Like Thomas, Hunt enjoys the knowledge that other posters are near her.
“While it is superficial, there is a sense of community,” Hunt said, “It feels like somewhere you can go to talk about anything, and you see that others are existing around you. You feel like you’re in on something.”
Thomas sees downsides to the community aspect as well, which manifested in a particularly bad Yik Yak-induced interruption during Wildcat Welcome this year. Students posted a time at which everyone in the room should cough; many followed through.
“During Schill’s speech [to the first-years,] people were planning ‘jokes’ on Yik Yak using the five-mile radius,” Thomas said. “It felt very high school to me.”

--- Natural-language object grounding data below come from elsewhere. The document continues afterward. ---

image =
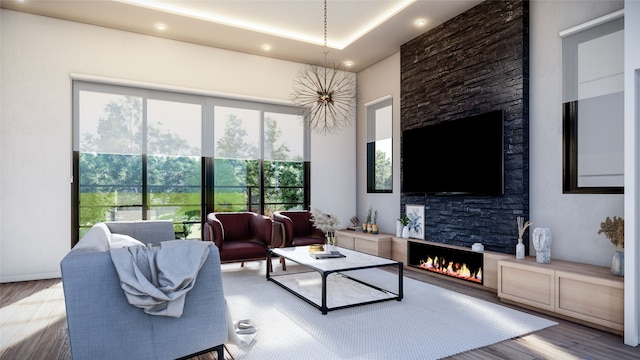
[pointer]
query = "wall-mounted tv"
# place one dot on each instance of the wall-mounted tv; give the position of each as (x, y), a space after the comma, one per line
(456, 157)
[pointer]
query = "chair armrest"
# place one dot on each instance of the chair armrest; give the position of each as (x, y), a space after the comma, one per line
(214, 231)
(287, 225)
(279, 239)
(262, 228)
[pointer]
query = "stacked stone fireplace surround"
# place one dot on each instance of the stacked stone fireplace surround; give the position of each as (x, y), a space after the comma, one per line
(474, 63)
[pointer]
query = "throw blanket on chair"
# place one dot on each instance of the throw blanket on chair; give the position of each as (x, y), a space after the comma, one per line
(157, 277)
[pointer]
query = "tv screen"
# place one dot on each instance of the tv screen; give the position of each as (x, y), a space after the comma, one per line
(456, 157)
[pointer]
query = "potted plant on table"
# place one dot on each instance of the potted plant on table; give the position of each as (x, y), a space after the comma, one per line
(367, 227)
(374, 226)
(613, 229)
(327, 223)
(404, 220)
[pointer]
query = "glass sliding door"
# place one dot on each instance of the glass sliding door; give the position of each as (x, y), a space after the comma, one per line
(237, 159)
(284, 162)
(142, 154)
(174, 164)
(110, 158)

Thomas said they felt disappointed in the Northwestern community’s negative use of Yik Yak that day. They are now more conscious of how the app can be used for harm, though they still enjoy the community it provides.
“While it is superficial, there is a sense of community.”
Josh Ryan, a fourth-year in the School of Communication, thinks Yik Yak connects users to an intricate social circle even if they don’t know each other. It can be comforting for Ryan to know that many people near him are going through similar experiences.
“When you have a random person saying, ‘Oh, organic chemistry was so hard,’ or ‘That Poli-Sci class really got me today,’ it just feels like these people are in the same circumstances as you,” Ryan said.
Despite the controversial nature of Yik Yak, Thomas added they enjoy engaging with the app and find the community to be generally supportive.
“I say a lot of stupid things,” Thomas said, “I feel like that’s what Yik Yak is for – to say your silly little thoughts, and then if people hear them and react to them, then that’s great.”